I’ve never respected magazines. Their writers, their editors, their condescension. I’ve never respected the people who so vainly want to write for them, most of these people surround me in school, and most of them happen to be clearly privileged girls who think their overpriced wardrobe somehow qualifies them to report on fashion, trends and celebrities in high-profile magazines. Maybe despise is a better word. I pretty much despise them. The way magazine writers write dumbfounds me. There’s always some folksy, trying-too-hard to be relatable element in their language. “You wouldn’t think someone with the media circus of Britney Spears following her around would show up to an interview in ripped jeans and a plain white T-shirt would you?” No, never. I wouldn’t think someone who is trying to tell me there is a certain down-to-earth quality in a celebrity wouldn’t just say that in normal terms. Instead, I find, they write the way they think magazine writers should sound. I’m not innocent of this. Perhaps my biggest fear of writing in the last year has been just that. Sometimes I find myself writing the way I think writers should sound.
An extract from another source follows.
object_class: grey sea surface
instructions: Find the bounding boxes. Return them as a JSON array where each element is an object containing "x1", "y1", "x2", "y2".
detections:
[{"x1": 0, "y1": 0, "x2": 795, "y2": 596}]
Walter Kirn stunned me. In his simplicity, his vocabulary (surprisingly complex but not in the flashy, erudite style people who use words like erudite write), in his apparently heightened perception of the people and things around him. I didn’t recognize the byline, but I knew the only reason I was at all interested in Robert Downey Jr.’s absurd, new age-y, over-hyped life was because of the way Walter Kirn wrote about him. Kirn’s tagline at the end of the article said he was the author of “Up in the Air.” Great movie, but never read the book.
Luckily, I found several of his novels at the Schenectady library last weekend. It also had his memoir, “Lost in the Meritocracy.” After I had finished one of his novels from the 1990s, I started in on the memoir. I now have the need to find every piece of writing of his that’s public and read them all. I have also esteemed him one of my favorite writers, where his writing style not surprisingly fits in with that of my other favorite authors. It appears that over the years I have developed a taste for a certain writing style — Dave Eggers, Jonathan Franzen, Chuck Klosterman, James Frey, even. And now Walter Kirn.
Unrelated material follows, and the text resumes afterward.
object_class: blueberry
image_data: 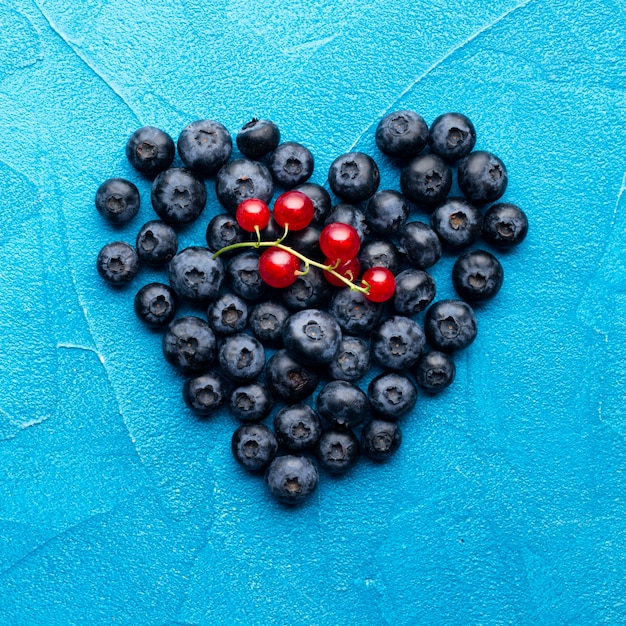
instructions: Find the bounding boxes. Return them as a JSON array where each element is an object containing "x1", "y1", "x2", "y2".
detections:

Here are a few excerpts from “Lost in the Meritocracy” that I chose — arrogantly — because they remind me of my own thoughts:
“Who knew that serious art could be like this? Who would have guessed that the essence of high culture would turn out to be teasing the poor saps that still believed in it? Certainly no one back in Minnesota. Well, the joke was on them, and I was in on it. I could never go back there now. It bothered me that I’d ever even lived there, knowing that people here on the great coast (people like me—the new, emerging me) had been laughing at us all along. But what troubled me more was the dawning realization that had I not reached Princeton, I might never have even discovered this; I might have stayed a rube forever. This idea transformed my basic loyalties. I decided that it was time to leave behind the sort of folks whom I’d been raised around and stand—for better or for worse—with the characters who clued me in.”
“‘Truman said something interesting last night. We were drinking decaf at my station. I mentioned you. Your vocabulary. Your grades. I told him you might want to be a writer. He said, ‘Millie, your precious little boy is either a writer or he isn’t.’ So I said, ‘How will he know if he’s a writer?’ And Truman, my little Martian, he shook his head, his dear little head, and said, ‘If he keeps on doing it.'”
“Alone in my room, congested and exhausted, I forgot my obsession with self-advancement. I wanted to lose myself. I wanted to read. Instead of filling in the blanks, I wanted to be a blank and be filled in. I wanted to find out what others thought.”